J.M. McDermott points out that this year’s WorldCon was also very white – although held in San Antonio, a city that is very diverse. I doubt that London next year will be different in that respect (perhaps even worse, due to many white Europeans who can’t usually attend finally having the chance to go), even though London is also a very diverse city. McDermott also points out some problematic conversations with the sort of elderly fans who still believe that the Heinlein juveniles are the be-all and end-all of YA. I totally agree with McDermott’s friend Jenn that if we want to teach SF is the classroom, Heinlein is not the way to go (for university students in a history of SF class Heinlein is okay, but not for highschool and younger students).
Robert Jackson Bennett sees the aging of WorldCon as a symptom of a general problem considering that many professional gatherings in the US (because this whole war generation, baby boomers, Generation X, millennials breakdown is purely a US phenomenon – other countries have other demographic trends) skew older. Meanwhile, Ursula Vernon points out that SF fandom still manages to be singularily unwelcoming among fandoms that skew older.

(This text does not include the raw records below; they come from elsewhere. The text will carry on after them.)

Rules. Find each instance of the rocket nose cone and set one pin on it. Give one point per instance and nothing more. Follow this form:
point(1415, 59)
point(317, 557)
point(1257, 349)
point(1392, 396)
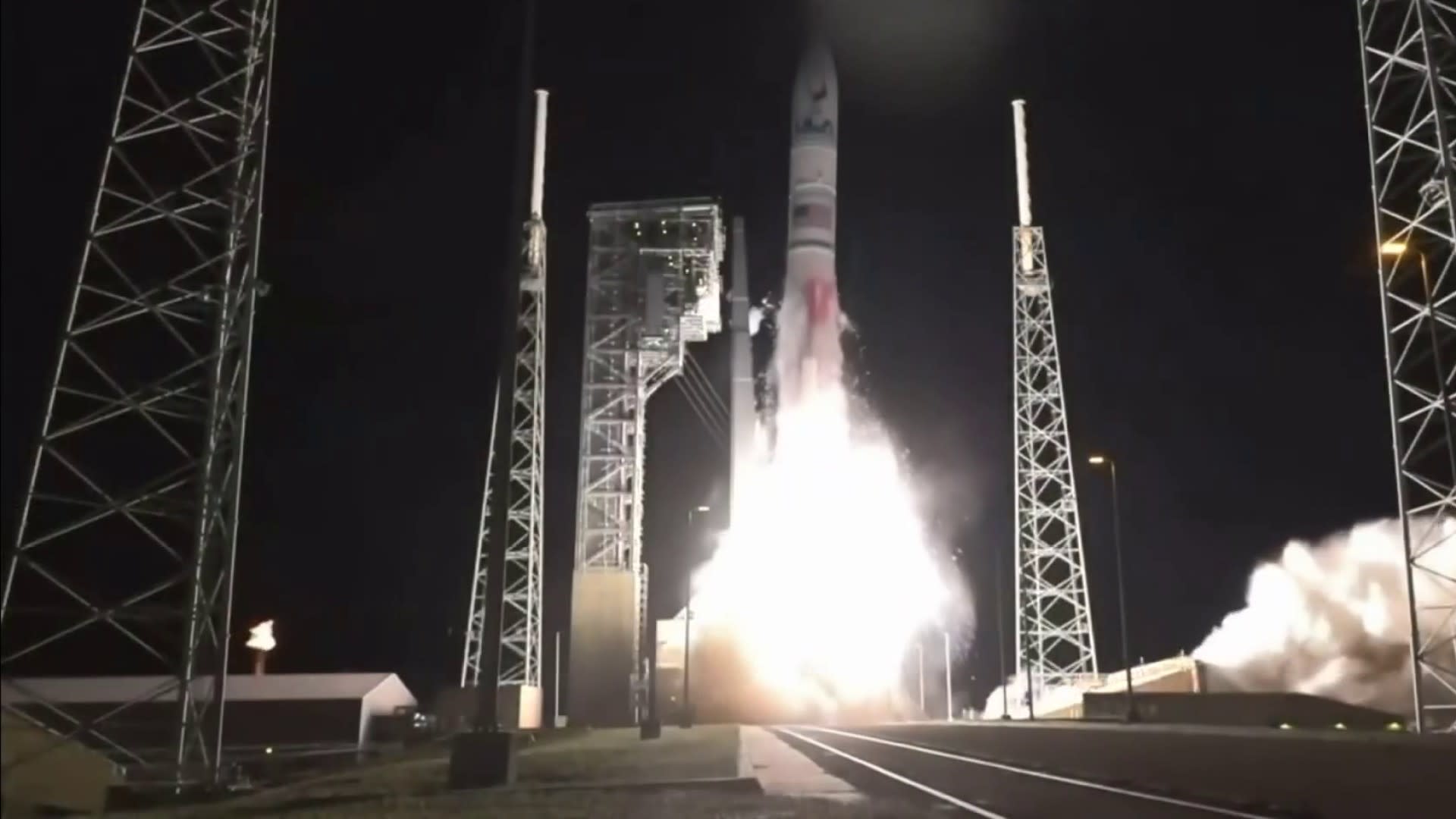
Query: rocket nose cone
point(816, 93)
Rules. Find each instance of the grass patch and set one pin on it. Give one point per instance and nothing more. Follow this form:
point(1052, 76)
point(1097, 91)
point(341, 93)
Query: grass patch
point(618, 755)
point(416, 786)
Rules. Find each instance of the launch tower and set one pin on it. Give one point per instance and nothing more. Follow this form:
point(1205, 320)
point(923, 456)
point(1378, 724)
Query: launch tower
point(653, 286)
point(127, 538)
point(1055, 645)
point(1410, 86)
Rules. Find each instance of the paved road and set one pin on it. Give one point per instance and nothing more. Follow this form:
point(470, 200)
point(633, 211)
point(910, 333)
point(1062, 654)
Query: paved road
point(956, 781)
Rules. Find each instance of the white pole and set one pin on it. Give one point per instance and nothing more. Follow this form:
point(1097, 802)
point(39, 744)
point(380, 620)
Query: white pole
point(1022, 187)
point(948, 714)
point(539, 156)
point(1022, 172)
point(919, 649)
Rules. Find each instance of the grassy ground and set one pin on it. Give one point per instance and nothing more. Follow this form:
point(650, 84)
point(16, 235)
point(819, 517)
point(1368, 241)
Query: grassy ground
point(615, 760)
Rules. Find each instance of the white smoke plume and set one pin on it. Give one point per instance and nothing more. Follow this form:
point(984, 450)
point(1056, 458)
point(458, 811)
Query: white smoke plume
point(1332, 618)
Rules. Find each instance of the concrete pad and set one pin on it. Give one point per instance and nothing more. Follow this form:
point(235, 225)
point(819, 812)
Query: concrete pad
point(783, 771)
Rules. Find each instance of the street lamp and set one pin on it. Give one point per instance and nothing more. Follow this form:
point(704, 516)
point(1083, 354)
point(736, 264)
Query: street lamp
point(688, 627)
point(1122, 595)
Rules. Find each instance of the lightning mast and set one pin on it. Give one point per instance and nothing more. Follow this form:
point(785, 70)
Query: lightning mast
point(124, 556)
point(1055, 643)
point(520, 648)
point(1408, 52)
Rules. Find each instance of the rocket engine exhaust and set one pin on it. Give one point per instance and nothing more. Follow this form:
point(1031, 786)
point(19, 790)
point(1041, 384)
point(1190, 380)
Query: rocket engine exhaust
point(1332, 620)
point(826, 577)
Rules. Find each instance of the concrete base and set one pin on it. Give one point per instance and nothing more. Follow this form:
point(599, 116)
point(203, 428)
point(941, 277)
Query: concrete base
point(519, 707)
point(482, 760)
point(603, 648)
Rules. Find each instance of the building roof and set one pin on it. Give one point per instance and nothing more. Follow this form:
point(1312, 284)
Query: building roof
point(239, 687)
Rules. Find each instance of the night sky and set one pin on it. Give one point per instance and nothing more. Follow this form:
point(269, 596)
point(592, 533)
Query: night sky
point(1203, 181)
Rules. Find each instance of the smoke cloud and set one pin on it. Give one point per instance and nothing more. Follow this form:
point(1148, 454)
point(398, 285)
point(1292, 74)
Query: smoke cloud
point(1331, 618)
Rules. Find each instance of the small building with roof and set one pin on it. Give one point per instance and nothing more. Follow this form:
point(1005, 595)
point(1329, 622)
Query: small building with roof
point(277, 713)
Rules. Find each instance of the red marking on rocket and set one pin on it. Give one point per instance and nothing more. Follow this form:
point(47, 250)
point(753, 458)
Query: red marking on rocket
point(808, 353)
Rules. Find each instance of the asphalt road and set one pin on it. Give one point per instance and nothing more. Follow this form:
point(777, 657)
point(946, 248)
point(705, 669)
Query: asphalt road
point(948, 781)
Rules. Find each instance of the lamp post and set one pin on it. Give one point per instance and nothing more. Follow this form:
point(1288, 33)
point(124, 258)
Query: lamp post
point(1001, 645)
point(949, 716)
point(919, 649)
point(1122, 594)
point(688, 626)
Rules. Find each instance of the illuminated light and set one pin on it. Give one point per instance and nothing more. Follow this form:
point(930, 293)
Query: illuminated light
point(261, 639)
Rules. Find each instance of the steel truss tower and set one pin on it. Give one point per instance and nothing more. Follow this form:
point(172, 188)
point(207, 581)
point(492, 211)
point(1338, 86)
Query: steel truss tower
point(1408, 53)
point(1055, 642)
point(124, 556)
point(520, 648)
point(653, 286)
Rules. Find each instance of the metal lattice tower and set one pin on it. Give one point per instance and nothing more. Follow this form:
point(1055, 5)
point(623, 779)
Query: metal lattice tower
point(1055, 643)
point(520, 648)
point(1408, 53)
point(124, 556)
point(653, 286)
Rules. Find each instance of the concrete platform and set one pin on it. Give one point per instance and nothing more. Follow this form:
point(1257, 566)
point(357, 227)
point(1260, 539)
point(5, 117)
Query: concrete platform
point(783, 771)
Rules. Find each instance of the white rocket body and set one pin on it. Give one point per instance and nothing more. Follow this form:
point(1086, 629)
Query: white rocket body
point(807, 352)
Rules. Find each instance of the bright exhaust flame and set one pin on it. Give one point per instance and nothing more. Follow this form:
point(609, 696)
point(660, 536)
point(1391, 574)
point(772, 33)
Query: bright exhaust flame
point(261, 639)
point(826, 579)
point(1332, 618)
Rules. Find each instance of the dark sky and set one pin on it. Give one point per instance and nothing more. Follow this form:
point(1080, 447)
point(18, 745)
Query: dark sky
point(1201, 180)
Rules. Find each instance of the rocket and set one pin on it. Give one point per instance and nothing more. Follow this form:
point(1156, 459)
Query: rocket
point(807, 352)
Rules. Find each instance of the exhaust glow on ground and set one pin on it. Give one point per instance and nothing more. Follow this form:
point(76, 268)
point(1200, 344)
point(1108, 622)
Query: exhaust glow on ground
point(827, 576)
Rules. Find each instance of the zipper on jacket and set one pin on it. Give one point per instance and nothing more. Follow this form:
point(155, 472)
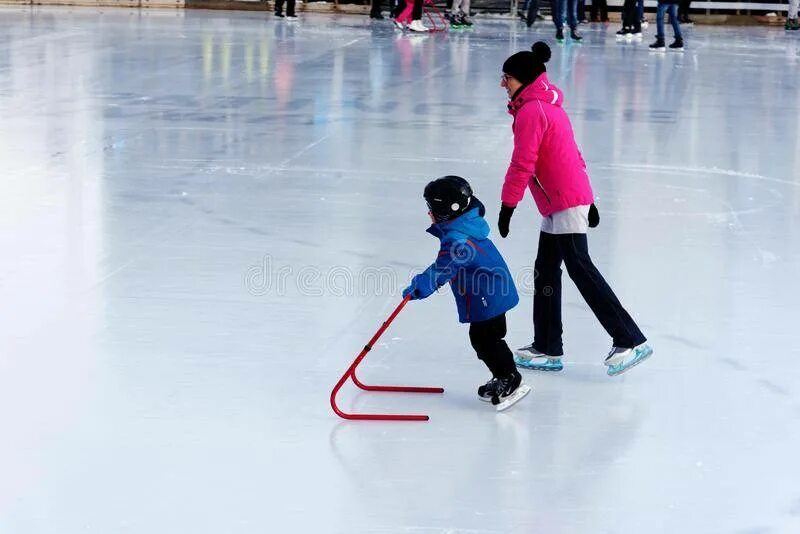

Finally, Madeline Ashby points out that the older crowd currently dominating WorldCon will eventually die off and the cosplaying anime kids of DragonCon will inherit the world. It’s a great post, though I have issues with her request that WorldCon should always take place in the same location (in North America, naturally) just like Dragon Con and Comic Con. Not all fans, including not all young fans, live in the US, and many of us cannot travel to the US for financial, health or visa reasons (Never mind that the US isn’t exactly a friendly country for foreign travelers). I’m fairly privileged as a white woman from a visa waiver country, nonetheless I know that I will never attend Comic Con or Wiscon (never had the slightest interest in Dragon Con) because they are held in the US. However, I might be able to attend WorldCon on the rare occasion it takes place in Europe (and will be going to London next year).
I’m also not sure if making WorldCon more like DragonCon or Comic Con is the answer. Because we already have media cons, comic cons, anime and manga cons, gaming cons, etc… We even have some of those in Germany (probably because German fans realized that they would never be able to attend Comic Con or DragonCon and so set up their own) and yet I’ve never felt tempted to go. WorldCon, on the other hand, has always been focussed on written SFF, though media SFF, comics, etc… and their fans shouldn’t be excluded by default either.
Alice Black responds to Madeline Ashby with some concrete suggestions on how to make WorldCon more welcoming to younger fans. A pretty good list. Scott Edelmann also has a suggestion about how to make WolrdCon for welcoming to new fans.
Andrea Phillips points out how daunting WorldCon feels to a newcomer. By comparison, Amy Gentry, who covered the convention for the Austin Chronicle, was pleasantly surprised by her experience. And for a slightly different perspective from a first time WorldCon attendee, Mark Oshiro, who was nominated for the best fan writer Hugo, recounts his experiences.
Meanwhile, Cheryl Morgan points out that WorldCon is slow to change and that many of those criticizing the convention are not willing to butt heads with the people who resist change in the respective committees.
On a similar note, though written before this year’s WorldCon, this post by Jonathan McCalmont views attempts by some to eliminate the fan Hugo categories, because the “wrong people” keep getting nominated and even win as a symptom of some SFF fans to cling to the past. He also points out the youth problem of official SFF fandom, while he’s at it.
Jonathan McCalmont also points out this great post at Strange Horizons by Renay of Lady Business, wherein she points out how unwelcoming mainstream SFF fandom felt to her as a younger female fan, compared to the far more welcoming atmosphere of the woman dominated fandoms she grew up in.